In 2005, anticipating our retirement in 2007, we bought a house – at the time, not certain of its age – that we now know was built well before 1903.

On a quiet lane, 25 metres from the TransCanada Trail and the Waterfowl Park, it was in pretty sad shape … and priced accordingly. We bought it while were were on vacation in Canada and for two years, rented it to students.

In April of 2007 we left India, spent a week in London as tourists in order to decompress and carried on to a cousin’s cottage on the Bay of Fundy where we relaxed between buying a car and picking up all of the goods and chattels we had left here and there during 14 years living outside of Canada but vacation back in Canada – usually camping with tent, air mattresses, Coleman stove, etc. – from a storage unit in Hamilton ON through relatives and friends holding various collections of books and stamp collections along the route back to the Maritimes.
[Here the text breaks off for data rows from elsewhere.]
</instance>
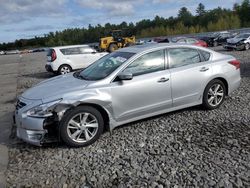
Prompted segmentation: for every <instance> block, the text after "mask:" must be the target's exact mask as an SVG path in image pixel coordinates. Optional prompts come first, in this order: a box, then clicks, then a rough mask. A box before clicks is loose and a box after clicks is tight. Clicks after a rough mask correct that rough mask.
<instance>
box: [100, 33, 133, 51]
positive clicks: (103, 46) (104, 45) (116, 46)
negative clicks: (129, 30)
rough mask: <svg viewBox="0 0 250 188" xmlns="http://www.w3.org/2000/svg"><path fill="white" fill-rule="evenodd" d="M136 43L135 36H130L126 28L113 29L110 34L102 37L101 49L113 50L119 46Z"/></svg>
mask: <svg viewBox="0 0 250 188" xmlns="http://www.w3.org/2000/svg"><path fill="white" fill-rule="evenodd" d="M132 45H135V36H134V35H132V36H128V34H127V33H126V32H125V30H113V31H111V32H110V36H107V37H103V38H100V42H99V49H100V51H107V52H113V51H115V50H117V49H119V48H124V47H128V46H132Z"/></svg>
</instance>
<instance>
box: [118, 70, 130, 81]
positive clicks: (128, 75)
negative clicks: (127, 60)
mask: <svg viewBox="0 0 250 188" xmlns="http://www.w3.org/2000/svg"><path fill="white" fill-rule="evenodd" d="M117 77H118V79H119V80H132V79H133V74H132V73H126V72H122V73H120V74H119V75H118V76H117Z"/></svg>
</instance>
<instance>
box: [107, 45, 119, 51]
mask: <svg viewBox="0 0 250 188" xmlns="http://www.w3.org/2000/svg"><path fill="white" fill-rule="evenodd" d="M117 49H118V46H117V44H114V43H113V44H110V45H109V52H114V51H115V50H117Z"/></svg>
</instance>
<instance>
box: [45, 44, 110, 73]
mask: <svg viewBox="0 0 250 188" xmlns="http://www.w3.org/2000/svg"><path fill="white" fill-rule="evenodd" d="M106 54H108V53H107V52H102V53H98V52H97V51H96V50H95V49H94V48H92V47H90V46H89V45H74V46H60V47H54V48H50V49H49V51H48V54H47V63H46V65H45V69H46V70H47V71H48V72H54V73H57V74H67V73H69V72H71V71H72V70H76V69H82V68H85V67H87V66H89V65H90V64H92V63H93V62H95V61H96V60H98V59H100V58H101V57H103V56H104V55H106Z"/></svg>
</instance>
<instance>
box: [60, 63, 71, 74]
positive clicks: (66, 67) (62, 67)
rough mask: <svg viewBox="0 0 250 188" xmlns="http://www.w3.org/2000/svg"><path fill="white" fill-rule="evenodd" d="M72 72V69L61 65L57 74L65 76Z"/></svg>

A week before the lease was up, we toddled over to our house, disturbed our tenants and parked all of the various bits and pieces in the garage. Then, we left them alone, they moved out and on 01 May we “moved in” with an air mattress, sleeping bag and our suitcases and worked hard to clean the house prior to the arrival of anything more.

The next day our shipment of household furniture that had been in storage in Ottawa arrived – sadly missing many things including our couch. Seems there were 7 skids of our things in storage and we only got 6 skids back. The insurance claim was pages long and based on the inventory of what had gone in to storage in the first place.
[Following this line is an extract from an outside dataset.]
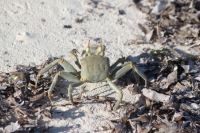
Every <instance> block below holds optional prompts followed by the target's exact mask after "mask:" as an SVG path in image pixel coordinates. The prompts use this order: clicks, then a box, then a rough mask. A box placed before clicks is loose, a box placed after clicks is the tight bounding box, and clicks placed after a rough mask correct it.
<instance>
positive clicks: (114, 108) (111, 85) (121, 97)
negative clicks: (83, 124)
mask: <svg viewBox="0 0 200 133" xmlns="http://www.w3.org/2000/svg"><path fill="white" fill-rule="evenodd" d="M106 80H107V82H108V84H109V85H110V87H111V88H112V89H113V90H115V91H116V92H117V93H118V94H119V99H118V100H117V102H116V103H115V106H114V107H113V110H117V108H118V107H119V104H120V103H121V101H122V98H123V93H122V90H120V89H119V88H117V86H116V85H115V84H114V83H113V82H111V81H110V79H109V78H107V79H106Z"/></svg>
The following Friday, we headed off to Moncton to meet up with Canada Customs, along with the inventory we had of what was in our shipment from India. Successfully clearing that, the movers arrived the following Monday with the shipping container. The only damage was a brass statue of a dancing Shiva where the welds had been damaged and broken due to salt water leaking in one corner of the container.

Having moved in, we then had an opportunity to take stock! And some stock it was! The house needed lots of repairs and the sooner they started the better. We soon found that this was a “before” house. It had “good bones” but “before you can do that you have to do this” became its theme….and the adventure of 10 years of renovations … and the travels in between not only personal travels but Habitat for Humanity builds and contract work that paid for all of the foregoing … began!

This blog then, is the story of all those adventures!